Food Insecurity & Malnutrition: A Growing Problem

The United States Department of Agriculture recently issued results from a study that analyzed the prevalence of food insecurity within the United States.  The study analyzed two different periods of time: 2006 to 2007 and 2007 to 2011.  These periods equate to the pre and post economic recession respectively.  The results of the study revealed that during the economic recession, rates of food insecurity amongst children reached 10 percent, an increase of 1.7 percent during the years 2006 and 2007.  Furthermore, the results of the study showed that food insecurity has increased within households with working parents, and even if one parent holds a college degree there was still an increase in food insecurity during the years 2007 to 2011.  When working families are unable to provide enough food to the table, the system is broken.  To prevent families from falling through the cracks, we must take proactive measures.  This is the goal of Revision: to provide for those whom the system is no longer able.

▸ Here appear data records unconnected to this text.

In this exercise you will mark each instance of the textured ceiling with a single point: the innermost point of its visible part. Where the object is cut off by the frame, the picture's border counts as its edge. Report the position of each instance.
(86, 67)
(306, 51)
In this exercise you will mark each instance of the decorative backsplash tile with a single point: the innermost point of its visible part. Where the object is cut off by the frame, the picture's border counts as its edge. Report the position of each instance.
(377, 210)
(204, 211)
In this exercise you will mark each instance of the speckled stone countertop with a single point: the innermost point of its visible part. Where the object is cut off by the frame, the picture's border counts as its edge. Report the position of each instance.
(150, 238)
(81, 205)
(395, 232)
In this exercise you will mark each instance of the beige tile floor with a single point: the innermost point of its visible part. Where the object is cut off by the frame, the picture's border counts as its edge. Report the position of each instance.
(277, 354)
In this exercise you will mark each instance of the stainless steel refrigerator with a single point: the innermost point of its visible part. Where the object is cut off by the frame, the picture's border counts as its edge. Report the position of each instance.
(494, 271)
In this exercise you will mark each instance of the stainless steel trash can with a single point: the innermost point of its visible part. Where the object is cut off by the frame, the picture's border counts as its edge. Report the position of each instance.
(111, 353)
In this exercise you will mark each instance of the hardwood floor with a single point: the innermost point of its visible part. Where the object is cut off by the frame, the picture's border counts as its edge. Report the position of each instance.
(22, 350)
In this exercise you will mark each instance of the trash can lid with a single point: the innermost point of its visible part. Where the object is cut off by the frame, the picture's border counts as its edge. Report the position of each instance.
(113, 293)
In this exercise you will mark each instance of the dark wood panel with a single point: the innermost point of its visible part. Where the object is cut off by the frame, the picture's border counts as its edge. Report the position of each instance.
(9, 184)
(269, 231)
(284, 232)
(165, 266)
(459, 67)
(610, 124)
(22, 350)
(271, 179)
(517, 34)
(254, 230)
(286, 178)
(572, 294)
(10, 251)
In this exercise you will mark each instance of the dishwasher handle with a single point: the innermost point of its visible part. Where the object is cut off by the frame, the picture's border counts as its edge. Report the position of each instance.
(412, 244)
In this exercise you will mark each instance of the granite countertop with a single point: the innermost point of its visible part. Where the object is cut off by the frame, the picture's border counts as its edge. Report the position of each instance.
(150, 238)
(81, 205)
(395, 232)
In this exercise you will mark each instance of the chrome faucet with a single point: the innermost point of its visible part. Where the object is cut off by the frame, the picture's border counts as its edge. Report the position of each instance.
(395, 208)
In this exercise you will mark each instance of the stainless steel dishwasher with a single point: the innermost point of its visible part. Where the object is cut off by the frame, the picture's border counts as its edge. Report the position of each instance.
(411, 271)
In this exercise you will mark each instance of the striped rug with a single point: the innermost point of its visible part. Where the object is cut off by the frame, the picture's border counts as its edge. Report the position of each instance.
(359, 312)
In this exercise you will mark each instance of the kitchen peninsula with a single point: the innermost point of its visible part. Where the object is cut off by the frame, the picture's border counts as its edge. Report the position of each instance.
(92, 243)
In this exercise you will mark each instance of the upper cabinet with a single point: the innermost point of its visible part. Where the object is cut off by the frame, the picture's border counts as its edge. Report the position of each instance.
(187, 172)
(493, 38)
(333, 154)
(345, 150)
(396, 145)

Revision’s Model: Results that Speak for Themselves

Photo from: http://www.darkrye.com/content/food-desert

When we think of food insecurity, we often imagine underweight children and adults.  However, in the United States, food insecurity often presents itself as an excessive intake of calorie-dense foods relative to foods that are nutrient-dense.  This occurs for several reasons, but the main factors are price and the proximity to grocery stores.  At Revision, we work with the Westwood neighborhood, a food desert by every definition.  In areas such as Westwood, food insecurity, obesity and related chronic diseases are prevalent.  In order to alleviate the problem of food insecurity in Westwood, Revision has developed a system of urban agriculture that meets the nutritional needs of Westwood by empowering families to grow their own organic produce.  With over 200 families participating in our backyard farming program and two urban farms, Westwood has truly seen an increase in food security.  On average, a family participating in our backyard program produces 110 pounds of produce--this results in substantial savings at the grocery store for these families.  For those who participate in our community urban farms, each member takes home about ten to twelve pounds of produce per week at a cost in between $15 to $20.  Clearly, at Revision, our methods of food production increase food security and reduce the costs for nutritious foods.  Urban agriculture is key in increasing food security in the U.S., and Revision’s success testifies to the fact.